• BCN propose une gamme de services incluant le haut débit, l’infrastructure, la sécurité gérée et les communications unifiées, se positionnant comme un intégrateur de fibre métropolitaine / connectivité.
• L’industrie dans son ensemble au Nigeria est confrontée à des menaces telles que l’alimentation électrique peu fiable, les coûts d’exploitation élevés, les coupures fréquentes de fibre, la charge réglementaire et les frais de droit de passage (RoW) inégaux — mais innove dans l’énergie verte, l’harmonisation des politiques et l’expansion de la fibre.

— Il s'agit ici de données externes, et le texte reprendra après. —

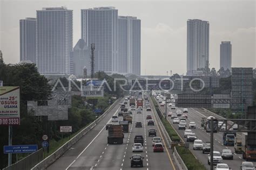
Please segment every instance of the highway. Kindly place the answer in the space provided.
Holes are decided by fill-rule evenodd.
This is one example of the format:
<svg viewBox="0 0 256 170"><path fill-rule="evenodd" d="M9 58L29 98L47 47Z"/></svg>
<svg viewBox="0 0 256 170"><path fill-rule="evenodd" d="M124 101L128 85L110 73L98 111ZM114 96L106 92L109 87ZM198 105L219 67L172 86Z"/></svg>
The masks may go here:
<svg viewBox="0 0 256 170"><path fill-rule="evenodd" d="M165 106L160 107L163 112L165 112ZM175 110L171 110L171 107L167 107L167 113L169 111L172 111L176 113L177 109L180 109L182 111L183 108L176 108ZM192 131L196 133L198 139L201 139L203 142L210 141L210 133L207 133L204 129L204 128L201 127L201 119L203 117L208 117L211 116L209 114L203 111L201 108L188 108L188 113L187 114L188 118L187 119L187 129L188 127L188 124L190 122L194 122L197 125L196 129L192 129ZM178 124L173 124L172 123L172 119L170 117L168 117L168 119L171 123L171 124L178 132L183 140L186 142L186 138L184 137L184 130L179 130ZM203 154L201 150L193 150L193 143L190 143L190 148L194 155L197 159L203 164L205 166L210 169L210 166L207 164L207 154ZM223 162L228 165L230 168L232 169L239 169L240 166L243 161L245 161L242 158L241 154L237 154L234 153L233 146L226 146L223 145L222 132L218 132L214 133L214 151L221 152L223 149L230 149L234 152L233 160L223 160Z"/></svg>
<svg viewBox="0 0 256 170"><path fill-rule="evenodd" d="M149 129L157 129L157 136L161 137L158 122L154 126L147 126L146 116L156 115L151 111L146 111L144 108L142 114L133 111L133 123L129 125L129 132L125 133L124 143L122 145L107 144L108 131L105 124L111 122L113 115L120 110L119 104L106 115L102 121L90 132L85 135L77 144L66 152L63 155L49 166L48 169L130 169L130 157L134 154L140 154L144 157L144 167L141 169L176 169L171 157L171 152L165 144L164 152L154 153L152 146L153 137L148 137ZM119 117L119 121L123 117ZM135 128L137 121L143 123L143 128ZM114 123L114 124L118 124ZM136 135L143 135L144 145L143 152L133 153L132 146ZM163 137L161 137L163 139ZM133 169L133 168L132 168Z"/></svg>

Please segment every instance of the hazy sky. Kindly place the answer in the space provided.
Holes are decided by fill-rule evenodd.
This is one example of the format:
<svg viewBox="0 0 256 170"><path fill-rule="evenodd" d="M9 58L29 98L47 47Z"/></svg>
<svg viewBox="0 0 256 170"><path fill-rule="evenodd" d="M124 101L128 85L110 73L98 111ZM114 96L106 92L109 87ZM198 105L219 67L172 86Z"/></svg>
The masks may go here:
<svg viewBox="0 0 256 170"><path fill-rule="evenodd" d="M0 49L5 63L19 60L19 20L43 7L73 10L73 43L80 37L80 9L115 6L119 16L142 20L142 75L186 72L186 21L210 22L210 67L219 68L220 44L231 41L232 67L256 67L255 9L252 1L0 0Z"/></svg>

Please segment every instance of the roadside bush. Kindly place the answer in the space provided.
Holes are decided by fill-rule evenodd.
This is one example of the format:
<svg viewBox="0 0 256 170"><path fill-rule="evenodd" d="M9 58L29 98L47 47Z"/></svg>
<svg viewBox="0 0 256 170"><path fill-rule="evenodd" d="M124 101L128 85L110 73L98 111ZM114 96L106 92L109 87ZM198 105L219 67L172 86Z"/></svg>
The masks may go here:
<svg viewBox="0 0 256 170"><path fill-rule="evenodd" d="M206 170L189 149L183 146L177 146L176 149L188 170Z"/></svg>

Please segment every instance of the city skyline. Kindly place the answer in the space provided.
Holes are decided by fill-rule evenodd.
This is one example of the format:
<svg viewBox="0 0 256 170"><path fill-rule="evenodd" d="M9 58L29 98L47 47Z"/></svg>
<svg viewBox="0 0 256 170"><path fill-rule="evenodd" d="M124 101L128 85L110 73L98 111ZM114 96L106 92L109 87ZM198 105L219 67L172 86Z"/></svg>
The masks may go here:
<svg viewBox="0 0 256 170"><path fill-rule="evenodd" d="M220 45L220 68L232 71L232 45L230 41L221 41Z"/></svg>
<svg viewBox="0 0 256 170"><path fill-rule="evenodd" d="M78 2L78 4L80 2ZM9 4L6 2L1 2L1 3L6 5L8 5L8 4ZM9 4L11 4L11 1ZM16 3L18 4L18 2ZM56 3L49 3L46 4L47 5L46 6L56 6L56 5L55 5ZM80 3L82 4L82 3ZM134 8L134 12L133 12L132 13L131 13L131 12L128 13L127 10L124 8L124 5L122 6L120 3L117 2L115 2L114 4L113 4L113 3L107 3L107 2L97 2L93 5L91 4L89 2L85 3L85 4L86 3L89 4L89 5L86 5L86 8L89 8L91 7L93 8L95 6L116 6L117 9L118 9L119 11L123 13L118 13L119 15L135 16L143 20L142 23L142 75L164 75L166 74L166 70L172 70L173 73L178 73L182 74L186 73L186 66L185 65L184 65L184 62L186 63L186 54L184 55L184 54L186 53L186 46L184 46L184 43L183 42L186 42L186 40L184 39L184 38L186 37L185 32L186 32L186 27L185 25L186 21L188 18L199 19L204 20L207 20L210 23L211 30L210 33L210 42L209 54L210 59L210 67L215 67L217 70L219 69L219 42L223 40L230 40L232 41L232 45L233 46L232 51L232 66L255 67L255 49L253 49L253 46L255 46L255 40L254 39L254 37L255 37L255 23L252 22L254 20L253 19L255 18L255 16L253 15L249 15L248 17L247 17L245 19L242 19L242 18L244 18L242 17L242 12L241 12L240 13L239 13L240 12L237 11L235 12L238 12L238 13L237 13L235 12L235 10L232 11L231 9L228 9L228 11L229 12L227 12L228 13L228 15L223 17L223 18L220 18L219 16L224 13L225 11L224 9L226 9L225 7L227 6L229 4L228 2L220 3L224 5L224 6L223 5L223 8L219 9L220 11L218 12L219 13L214 13L215 16L214 18L213 18L213 16L212 14L211 15L211 13L213 13L212 11L213 10L207 11L207 12L206 12L207 13L206 13L206 11L200 11L201 14L203 14L204 16L203 18L199 17L199 13L193 13L191 11L190 11L190 9L188 9L187 12L185 13L185 15L184 15L184 13L181 15L182 18L183 19L180 19L180 17L179 17L178 20L177 19L173 20L173 19L172 19L172 22L165 21L164 16L163 16L163 18L158 17L159 20L156 22L156 18L159 17L160 15L163 15L164 12L160 12L159 11L158 11L158 12L155 13L155 17L151 17L151 15L147 11L152 10L152 8L143 2L140 2L140 4L139 3L138 7L135 7ZM154 2L152 2L152 3L154 3ZM196 4L199 5L198 8L201 8L202 6L205 6L206 4L208 5L209 3L211 3L211 2L204 3L196 2ZM59 2L58 4L59 4ZM73 9L74 11L76 9L76 12L74 12L74 13L76 13L77 17L76 17L76 19L77 20L77 24L75 24L74 22L73 25L74 30L76 29L77 31L79 28L80 29L80 27L79 26L80 24L77 24L77 20L79 20L80 19L80 17L77 17L78 16L80 15L79 13L77 14L79 11L79 10L78 10L77 9L79 8L80 9L81 8L84 8L80 7L80 6L79 8L77 6L75 7L75 5L72 6L70 4L68 4L68 3L67 4L66 3L65 4L65 5L67 5L66 6L68 6L69 9L72 10ZM106 4L109 4L110 5L106 5ZM161 2L160 4L159 5L155 4L156 5L154 6L156 6L154 7L154 8L157 9L157 8L159 8L161 5L161 6L162 6L162 8L165 10L161 11L165 11L165 14L166 14L167 13L166 12L166 9L171 9L171 6L168 5L164 6L163 6L163 4L164 2ZM164 4L171 4L171 3L169 3L165 2ZM190 2L186 2L186 4L190 4ZM254 4L254 2L252 1L247 1L244 3L236 2L233 4L235 7L237 6L236 8L240 6L241 5L244 7L248 7L246 10L246 12L249 13L253 14L255 12L255 10L254 9L250 8L250 6L253 6L253 4ZM111 5L110 5L110 4ZM145 8L144 8L143 10L142 11L138 11L139 7L142 6L142 4L145 5ZM37 5L37 4L36 5ZM42 3L41 4L39 3L39 4L38 5L42 5ZM127 7L132 5L131 4L129 4L127 3L126 3L125 5L127 6ZM178 2L175 2L174 5L175 5L173 6L175 6L176 8L177 8L178 9L182 8L180 4L179 4L179 3ZM60 5L58 5L58 6ZM193 7L194 7L194 5L194 5L192 4L191 5L192 5ZM146 8L146 6L147 8ZM33 6L33 8L34 8L34 10L35 8L36 8L36 9L38 9L38 8L35 6ZM217 8L217 6L213 5L212 9L214 9L214 8ZM31 8L29 8L29 10L28 10L28 13L29 12L32 13L32 12L31 12ZM241 8L241 10L242 11L244 10L244 9L245 9L245 8ZM230 11L230 10L231 11ZM171 10L170 11L171 11ZM174 12L175 12L175 10L174 10ZM4 9L3 10L3 13L6 13L6 12L7 11L4 10ZM24 16L24 13L26 12L23 12L21 13L21 17L19 17L19 19L24 18L28 17L35 17L35 14L31 15L27 13ZM227 11L225 12L227 12ZM7 12L7 13L8 13L8 12ZM205 15L205 13L206 13L206 15ZM235 18L235 23L234 21L235 19L232 19L232 17L231 17L231 16L233 15L234 15L234 13L237 13L239 16ZM239 15L239 13L240 15ZM190 17L188 16L191 16ZM11 16L15 18L17 17L14 16L14 14L12 14ZM171 18L173 18L173 17L174 16L171 16ZM147 19L147 18L151 18L152 19L151 19L151 23L149 23L149 19ZM214 18L217 19L218 22L217 22L217 20L214 19ZM227 19L229 19L228 25L224 23L224 20L226 20ZM242 20L243 19L244 20ZM12 20L10 20L10 23L11 24L13 22L12 21ZM251 21L251 22L248 21ZM6 40L6 34L4 35L4 33L6 33L6 29L8 27L8 24L6 26L4 25L1 27L1 36L3 36L3 39L1 39L0 48L2 50L3 54L4 54L4 60L6 63L15 63L15 60L18 60L18 59L17 60L17 54L11 55L10 54L15 54L15 53L17 53L17 52L15 52L15 50L12 50L13 51L9 51L8 50L8 48L6 48L6 44L9 44L8 41L9 40ZM15 24L17 25L17 23ZM13 24L11 24L11 25L14 25ZM76 27L76 29L75 29L75 27ZM78 28L78 29L77 29L77 28ZM15 31L15 32L16 31L11 29L9 31ZM77 31L74 32L76 32L76 34L77 34ZM164 37L162 36L162 33L165 33L165 36ZM16 37L17 36L14 37L16 34L16 33L11 34L11 35L10 35L10 36L8 37L10 37L10 38ZM78 34L80 34L80 33ZM79 36L77 36L77 34L74 35L74 41L77 41L78 37ZM177 39L177 37L179 37L179 39ZM10 39L12 39L11 38ZM159 41L160 39L161 39L161 41ZM3 44L3 42L4 40L6 41L6 43ZM14 39L13 38L12 41L14 45L17 43L16 42L14 42ZM245 42L249 42L245 43ZM183 44L182 46L181 46L181 44ZM161 47L161 48L162 49L159 49L161 48L160 47ZM163 53L164 52L164 54ZM159 57L156 58L156 55L159 55ZM242 56L243 57L241 57L241 56ZM247 60L242 60L241 59L242 58L246 58ZM166 62L164 62L163 64L161 64L161 62L156 62L157 61L157 60L156 60L156 58L160 60L164 59L166 60ZM177 59L178 59L178 61L180 61L179 62L180 65L176 65L175 62L173 62L176 61ZM14 61L14 62L12 62L12 61ZM18 62L18 61L16 62ZM146 67L146 66L149 65L153 65L156 69L154 70L149 70Z"/></svg>
<svg viewBox="0 0 256 170"><path fill-rule="evenodd" d="M36 12L36 64L39 72L44 75L70 74L73 11L60 7L44 8Z"/></svg>

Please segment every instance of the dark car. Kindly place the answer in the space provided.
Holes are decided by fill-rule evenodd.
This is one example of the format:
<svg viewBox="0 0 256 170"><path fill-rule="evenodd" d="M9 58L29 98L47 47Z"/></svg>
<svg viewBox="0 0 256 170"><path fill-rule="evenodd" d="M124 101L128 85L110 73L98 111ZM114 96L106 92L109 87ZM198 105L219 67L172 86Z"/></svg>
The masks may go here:
<svg viewBox="0 0 256 170"><path fill-rule="evenodd" d="M147 120L152 119L151 115L147 115L147 117L146 117L146 119Z"/></svg>
<svg viewBox="0 0 256 170"><path fill-rule="evenodd" d="M164 152L164 147L161 143L156 143L154 145L154 147L153 148L153 151L154 152Z"/></svg>
<svg viewBox="0 0 256 170"><path fill-rule="evenodd" d="M135 124L135 128L142 128L142 123L141 122L137 122Z"/></svg>
<svg viewBox="0 0 256 170"><path fill-rule="evenodd" d="M211 151L211 143L210 142L205 142L203 146L203 153L210 153Z"/></svg>
<svg viewBox="0 0 256 170"><path fill-rule="evenodd" d="M118 112L118 116L123 116L123 112L119 111Z"/></svg>
<svg viewBox="0 0 256 170"><path fill-rule="evenodd" d="M149 136L157 136L157 130L154 129L150 129L149 130Z"/></svg>
<svg viewBox="0 0 256 170"><path fill-rule="evenodd" d="M231 150L223 150L221 154L221 157L223 159L232 159L233 160L233 153Z"/></svg>
<svg viewBox="0 0 256 170"><path fill-rule="evenodd" d="M148 126L153 126L153 125L154 125L154 121L153 121L153 120L149 120L149 121L147 122L147 125L148 125Z"/></svg>
<svg viewBox="0 0 256 170"><path fill-rule="evenodd" d="M131 167L134 166L143 167L143 159L144 159L144 157L143 157L142 155L133 154L130 159L131 159Z"/></svg>
<svg viewBox="0 0 256 170"><path fill-rule="evenodd" d="M134 144L142 144L142 146L143 146L143 143L144 143L144 139L143 138L143 136L142 135L136 135L134 137Z"/></svg>

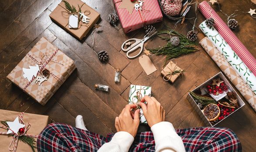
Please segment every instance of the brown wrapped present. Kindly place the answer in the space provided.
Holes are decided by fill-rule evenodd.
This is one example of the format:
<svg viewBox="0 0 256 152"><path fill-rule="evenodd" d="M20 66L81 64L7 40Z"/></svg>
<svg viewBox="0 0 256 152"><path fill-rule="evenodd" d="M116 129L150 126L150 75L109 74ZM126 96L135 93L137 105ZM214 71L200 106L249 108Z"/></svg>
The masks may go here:
<svg viewBox="0 0 256 152"><path fill-rule="evenodd" d="M72 59L42 37L7 78L44 105L75 69Z"/></svg>
<svg viewBox="0 0 256 152"><path fill-rule="evenodd" d="M22 116L22 114L20 112L0 109L0 120L1 121L7 120L9 122L13 122L17 117L18 116ZM48 116L27 113L24 113L22 120L24 121L24 125L27 126L28 126L27 125L28 122L30 125L30 128L24 133L31 135L33 136L38 135L44 127L50 122L50 119ZM4 125L3 123L0 124L0 126L2 126L0 127L0 143L1 145L0 152L9 152L9 145L14 139L13 135L3 134L2 133L6 132L7 130L6 128L4 128ZM37 139L33 138L36 142ZM30 145L20 140L18 140L18 141L17 141L18 143L16 152L32 152L32 149ZM14 143L13 142L13 144L10 145L11 149L13 148L14 149ZM36 142L35 144L36 144ZM37 152L36 148L34 150Z"/></svg>
<svg viewBox="0 0 256 152"><path fill-rule="evenodd" d="M177 66L175 59L173 59L164 67L161 71L161 74L164 80L173 83L184 71Z"/></svg>
<svg viewBox="0 0 256 152"><path fill-rule="evenodd" d="M79 40L82 40L98 21L100 17L100 14L80 0L66 0L66 1L69 3L71 6L75 7L77 12L78 12L80 7L81 13L84 13L85 15L90 18L90 19L89 20L89 23L84 23L82 20L80 20L79 22L78 28L70 28L68 20L69 16L71 13L66 8L65 3L63 1L61 2L50 14L50 17L54 22L58 24L64 30ZM78 13L75 13L75 14L78 16L79 16Z"/></svg>

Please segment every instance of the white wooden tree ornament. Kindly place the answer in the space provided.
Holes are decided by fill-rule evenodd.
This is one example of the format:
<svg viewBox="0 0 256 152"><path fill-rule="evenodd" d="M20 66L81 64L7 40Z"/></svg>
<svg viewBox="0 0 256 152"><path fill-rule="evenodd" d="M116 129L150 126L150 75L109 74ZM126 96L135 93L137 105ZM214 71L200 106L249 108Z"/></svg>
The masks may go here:
<svg viewBox="0 0 256 152"><path fill-rule="evenodd" d="M27 79L29 81L31 81L33 76L36 76L38 72L39 71L39 66L36 64L35 66L29 66L29 69L22 68L22 71L24 73L23 76L25 78Z"/></svg>
<svg viewBox="0 0 256 152"><path fill-rule="evenodd" d="M87 16L85 15L83 13L81 13L79 12L79 17L80 18L82 18L82 22L83 22L83 23L86 23L87 24L89 23L90 21L89 20L90 20L91 19L90 17L87 17Z"/></svg>

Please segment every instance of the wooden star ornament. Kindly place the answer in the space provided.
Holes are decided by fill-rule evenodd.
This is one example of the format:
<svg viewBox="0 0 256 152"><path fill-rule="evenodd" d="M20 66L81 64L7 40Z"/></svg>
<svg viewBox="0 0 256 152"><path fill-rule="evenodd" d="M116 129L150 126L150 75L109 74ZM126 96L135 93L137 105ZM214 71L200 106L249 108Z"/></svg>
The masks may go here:
<svg viewBox="0 0 256 152"><path fill-rule="evenodd" d="M253 14L256 14L256 13L255 13L255 10L256 9L253 10L250 9L250 11L249 11L248 13L250 13L251 16L253 16Z"/></svg>
<svg viewBox="0 0 256 152"><path fill-rule="evenodd" d="M217 0L210 0L209 1L209 3L212 3L212 4L213 5L215 3L218 3L218 1Z"/></svg>

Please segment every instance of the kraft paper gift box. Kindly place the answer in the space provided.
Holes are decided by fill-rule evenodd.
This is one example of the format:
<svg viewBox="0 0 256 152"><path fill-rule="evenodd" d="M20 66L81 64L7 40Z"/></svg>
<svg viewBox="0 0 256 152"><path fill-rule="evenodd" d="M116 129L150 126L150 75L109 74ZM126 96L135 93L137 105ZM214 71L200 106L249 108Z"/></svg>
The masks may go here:
<svg viewBox="0 0 256 152"><path fill-rule="evenodd" d="M144 0L140 7L139 1L138 3L136 0L133 2L130 0L113 0L125 33L163 20L157 0ZM135 7L138 8L138 10Z"/></svg>
<svg viewBox="0 0 256 152"><path fill-rule="evenodd" d="M171 83L173 83L181 74L181 73L180 73L172 75L172 72L176 70L181 71L182 70L177 66L176 63L172 61L170 61L161 71L161 74L164 77L164 79L165 80L167 80L167 81L168 80Z"/></svg>
<svg viewBox="0 0 256 152"><path fill-rule="evenodd" d="M188 100L190 103L192 105L193 107L195 108L196 111L198 112L198 115L200 116L200 117L203 120L204 122L206 125L207 126L212 126L214 127L217 125L217 124L218 124L219 123L221 122L224 119L227 118L228 117L230 116L231 115L232 115L234 112L236 112L238 109L241 109L243 106L245 105L245 103L242 101L242 100L241 99L241 97L239 96L239 95L237 94L237 93L236 91L236 90L234 89L230 83L229 83L229 81L226 79L224 75L222 74L222 73L221 72L219 73L216 74L215 76L213 76L212 78L208 79L207 81L205 81L204 83L202 84L201 85L200 85L195 89L193 90L192 92L195 92L195 91L198 90L200 90L201 91L202 95L205 95L208 93L204 89L204 88L205 87L205 86L207 85L208 84L210 83L212 81L212 79L216 79L217 78L220 78L220 79L223 80L224 82L224 83L229 88L229 90L231 91L233 91L236 93L236 96L237 97L237 100L238 100L238 105L239 106L239 107L234 112L230 113L230 114L226 117L225 117L224 119L218 121L217 123L215 123L214 124L212 124L208 120L207 118L205 117L203 112L200 109L198 104L196 103L193 97L192 97L190 93L189 93L187 96L187 99Z"/></svg>
<svg viewBox="0 0 256 152"><path fill-rule="evenodd" d="M151 86L143 86L140 85L131 85L130 86L130 92L128 99L128 104L136 104L138 101L137 98L135 97L137 95L140 98L143 98L145 96L150 96L151 93ZM147 124L145 116L143 115L143 111L141 108L140 112L140 122L142 123Z"/></svg>
<svg viewBox="0 0 256 152"><path fill-rule="evenodd" d="M89 11L89 14L86 15L90 18L89 20L89 23L88 24L83 23L81 20L79 23L78 29L70 28L68 25L69 14L67 13L69 11L66 9L65 3L62 1L50 14L50 17L55 23L68 32L79 40L82 40L99 20L100 14L80 0L66 0L66 1L70 4L71 6L75 7L77 11L79 10L78 7L79 6L81 7L81 13L82 13L85 11ZM87 15L87 13L85 12L85 15ZM80 25L81 24L82 25Z"/></svg>
<svg viewBox="0 0 256 152"><path fill-rule="evenodd" d="M13 122L19 115L20 116L20 112L0 109L1 121L8 120ZM27 113L24 113L23 120L25 124L29 122L31 125L26 134L36 135L38 135L51 121L48 116ZM3 126L3 125L1 123L0 126ZM0 128L0 132L7 132L7 130ZM13 140L13 137L12 135L0 135L0 152L9 152L9 146ZM37 138L34 139L37 141ZM36 148L35 150L37 152ZM16 152L32 152L32 150L28 145L19 140L18 142Z"/></svg>
<svg viewBox="0 0 256 152"><path fill-rule="evenodd" d="M44 105L75 69L72 59L42 37L7 78ZM50 73L46 80L41 73L44 69Z"/></svg>

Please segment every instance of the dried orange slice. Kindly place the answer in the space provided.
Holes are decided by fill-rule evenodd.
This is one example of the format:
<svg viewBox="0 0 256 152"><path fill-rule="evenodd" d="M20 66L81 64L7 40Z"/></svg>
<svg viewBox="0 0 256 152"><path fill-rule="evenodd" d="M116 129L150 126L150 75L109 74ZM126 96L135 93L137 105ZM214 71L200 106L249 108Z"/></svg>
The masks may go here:
<svg viewBox="0 0 256 152"><path fill-rule="evenodd" d="M219 117L220 109L217 105L211 103L206 106L204 109L204 114L209 122L214 121Z"/></svg>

Rôle et services de BCN dans le paysage des télécoms nigérian
Backbone Connectivity Network (Nigeria) Limited, créée en 2004, se décrit comme « un intégrateur de solutions de communication à haut débit de premier plan au Nigeria et une société de gestion de données. » Le siège social de la société se trouve à Abuja (60, Lake Chad Crescent, Maitama) et fournit des services dans plusieurs secteurs: haut débit résidentiel, services d’infrastructure (notamment les liaisons fibre optique / métropolitaines), services de sécurité gérés et communications unifiées. BCN est également répertoriée dans PeeringDB avec le numéro de système autonome (ASN) 37688, ce qui montre un engagement avec des points d’échange de peering publics, en particulierIXPN-Abuja.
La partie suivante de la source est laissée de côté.